Sidang Pembunuhan Kacab Bank Berlanjut Pagi Ini, Hakim Segera Tentukan Nasib Eksepsi Terdakwa

Sedang Trending 1 minggu yang lalu

Tiga prajurit TNI Angkatan Darat (AD) didakwa dengan pasal pembunuhan berencana dalam kasus dugaan penculikan dan pembunuhan terhadap kepala bagian (kacab) bank di Jakarta berinisial MIP.

"Kami telah mendakwa tiga terdakwa dalam kasus dugaan penculikan dan pembunuhan terhadap kacab bank berinisial MIP. Kami gunakan dakwaan campuran agar mereka tidak lepas dari dakwaan kami," kata Oditur Militer Kolonel Chk Andri Wijaya dalam sidang perdana kasus dugaan penculikan dan pembunuhan terhadap kepala bagian (kacab) bank di Pengadilan Militer II-08 Jakarta, Cakung, Jakarta Timur, Senin (6/4/2026).

Dalam persidangan, oditur militer menegaskan bahwa pihaknya menggunakan bangunan dakwaan campuran nan mencakup dakwaan primer, subsider, lebih subsider, alternatif, hingga kumulatif.

Dakwaan utama nan diajukan adalah Pasal 340 KUHP tentang pembunuhan berencana. Dalam bangunan ini, para terdakwa diduga telah merencanakan terlebih dulu tindakan nan berujung pada hilangnya nyawa korban.

Oditur juga menyiapkan lapisan dakwaan lain sebagai antisipasi andaikan unsur pembunuhan berencana tidak dapat dibuktikan secara sempurna di persidangan.

"Apabila pembunuhan berencana belum memenuhi unsur, kami bakal membuktikan dengan pasal subsider ialah Pasal 338 KUHP tentang Pembunuhan. Bahkan lebih subsider lagi, Pasal 351 ayat 3 mengenai penganiayaan nan mengakibatkan kematian," jelas Andri, dilansir Antara.

Selain itu, oditur juga mengusulkan dakwaan pengganti berupa Pasal 333 ayat 3 KUHP mengenai perampasan kemerdekaan nan menyebabkan kematian. Dakwaan ini berangkaian dengan dugaan adanya tindakan penculikan alias penahanan secara melawan norma terhadap korban sebelum meninggal dunia.

Para terdakwa juga dikenakan dakwaan kumulatif Pasal 181 KUHP, nan mengatur tentang perbuatan menyembunyikan mayat. Pasal ini menunjukkan adanya dugaan upaya menghilangkan jejak alias mengaburkan kebenaran setelah peristiwa kematian korban.

"Kami mengakumulasi dengan Pasal 181 tentang menyembunyikan mayat. Ini bagian dari rangkaian perbuatan nan kami nilai saling berkaitan," ujar Andri.
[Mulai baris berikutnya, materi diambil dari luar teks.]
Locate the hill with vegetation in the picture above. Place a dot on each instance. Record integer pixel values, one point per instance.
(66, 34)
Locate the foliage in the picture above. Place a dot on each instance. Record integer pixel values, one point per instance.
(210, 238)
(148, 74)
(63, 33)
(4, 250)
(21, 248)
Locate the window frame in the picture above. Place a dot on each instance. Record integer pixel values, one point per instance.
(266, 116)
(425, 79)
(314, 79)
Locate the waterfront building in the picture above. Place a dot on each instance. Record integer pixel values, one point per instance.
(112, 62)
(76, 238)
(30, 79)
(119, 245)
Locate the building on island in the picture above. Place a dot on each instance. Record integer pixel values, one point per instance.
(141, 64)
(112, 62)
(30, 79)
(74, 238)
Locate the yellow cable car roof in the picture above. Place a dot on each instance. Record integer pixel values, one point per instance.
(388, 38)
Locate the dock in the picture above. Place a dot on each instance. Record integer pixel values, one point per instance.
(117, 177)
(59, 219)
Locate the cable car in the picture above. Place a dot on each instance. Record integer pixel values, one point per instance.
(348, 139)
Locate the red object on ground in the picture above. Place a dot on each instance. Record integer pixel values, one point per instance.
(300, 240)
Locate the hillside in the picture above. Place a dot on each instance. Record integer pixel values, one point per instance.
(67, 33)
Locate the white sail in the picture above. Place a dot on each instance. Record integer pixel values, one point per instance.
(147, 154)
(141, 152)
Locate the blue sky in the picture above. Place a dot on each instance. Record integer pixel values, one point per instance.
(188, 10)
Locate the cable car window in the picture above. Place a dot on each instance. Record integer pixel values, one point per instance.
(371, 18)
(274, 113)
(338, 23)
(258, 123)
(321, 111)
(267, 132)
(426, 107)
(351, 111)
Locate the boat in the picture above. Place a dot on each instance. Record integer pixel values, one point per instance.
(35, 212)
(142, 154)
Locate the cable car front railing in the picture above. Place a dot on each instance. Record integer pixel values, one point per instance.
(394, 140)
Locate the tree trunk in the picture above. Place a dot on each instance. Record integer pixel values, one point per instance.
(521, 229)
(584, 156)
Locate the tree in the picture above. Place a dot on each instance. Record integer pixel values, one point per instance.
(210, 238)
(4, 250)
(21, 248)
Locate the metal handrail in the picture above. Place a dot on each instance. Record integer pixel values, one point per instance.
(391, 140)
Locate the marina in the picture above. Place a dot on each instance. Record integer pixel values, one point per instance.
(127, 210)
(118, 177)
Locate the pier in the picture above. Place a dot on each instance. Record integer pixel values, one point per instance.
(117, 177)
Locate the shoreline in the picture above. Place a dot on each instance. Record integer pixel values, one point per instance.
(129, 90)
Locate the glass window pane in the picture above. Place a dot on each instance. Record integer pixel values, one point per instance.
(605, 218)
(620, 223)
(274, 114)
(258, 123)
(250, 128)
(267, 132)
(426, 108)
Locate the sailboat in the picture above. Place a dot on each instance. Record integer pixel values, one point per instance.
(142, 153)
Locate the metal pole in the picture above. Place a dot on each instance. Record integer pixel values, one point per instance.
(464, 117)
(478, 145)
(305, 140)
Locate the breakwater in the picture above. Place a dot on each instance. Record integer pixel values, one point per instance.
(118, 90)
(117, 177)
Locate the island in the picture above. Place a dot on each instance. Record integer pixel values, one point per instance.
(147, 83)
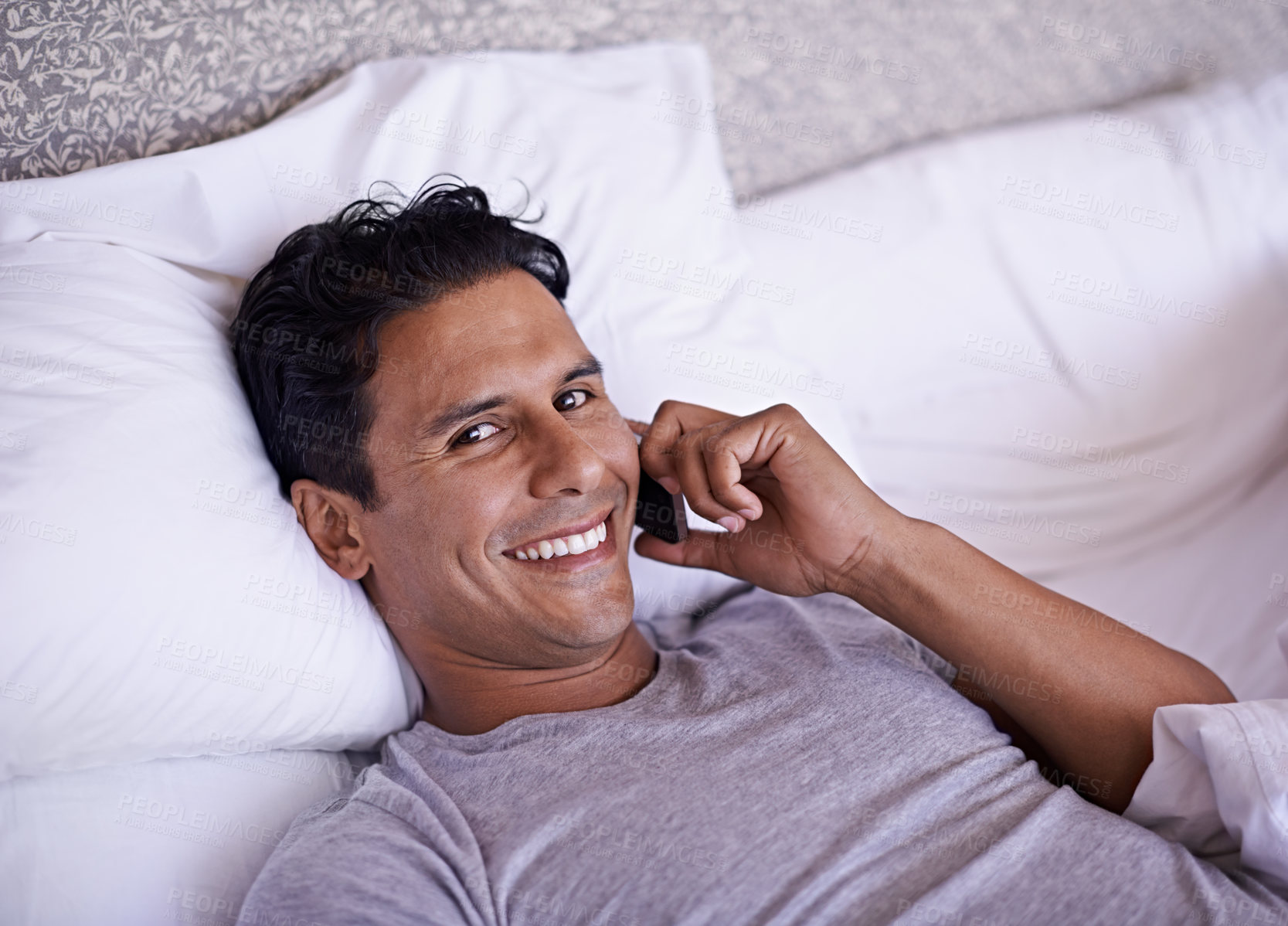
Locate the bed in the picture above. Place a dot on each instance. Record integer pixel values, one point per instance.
(1033, 334)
Berdasarkan kronologi, seorang kepala instansi bagian (kacab) pembantu sebuah bank di Jakarta berinisial MIP diduga menjadi korban penculikan dan pembunuhan di salah satu pusat perbelanjaan di Ciracas, Jakarta Timur, pada 20 Agustus 2025.

Jenazah ditemukan di Kampung Karangsambung, RT 8/RW 4, Desa Nagasari, Kecamatan Serang Baru, Kabupaten Bekasi, Jawa Barat, sekitar pukul 05.30 WIB, pada 21 Agustus 2025.

Seorang penduduk di area persawahan itu pertama kali menemukan jenazah dalam kondisi tangan dan kaki terikat, serta mata terlilit lakban. Jenazah langsung dibawa ke RS Polri Kramat Jati untuk proses autopsi sebagai rangkaian dari penyelidikan.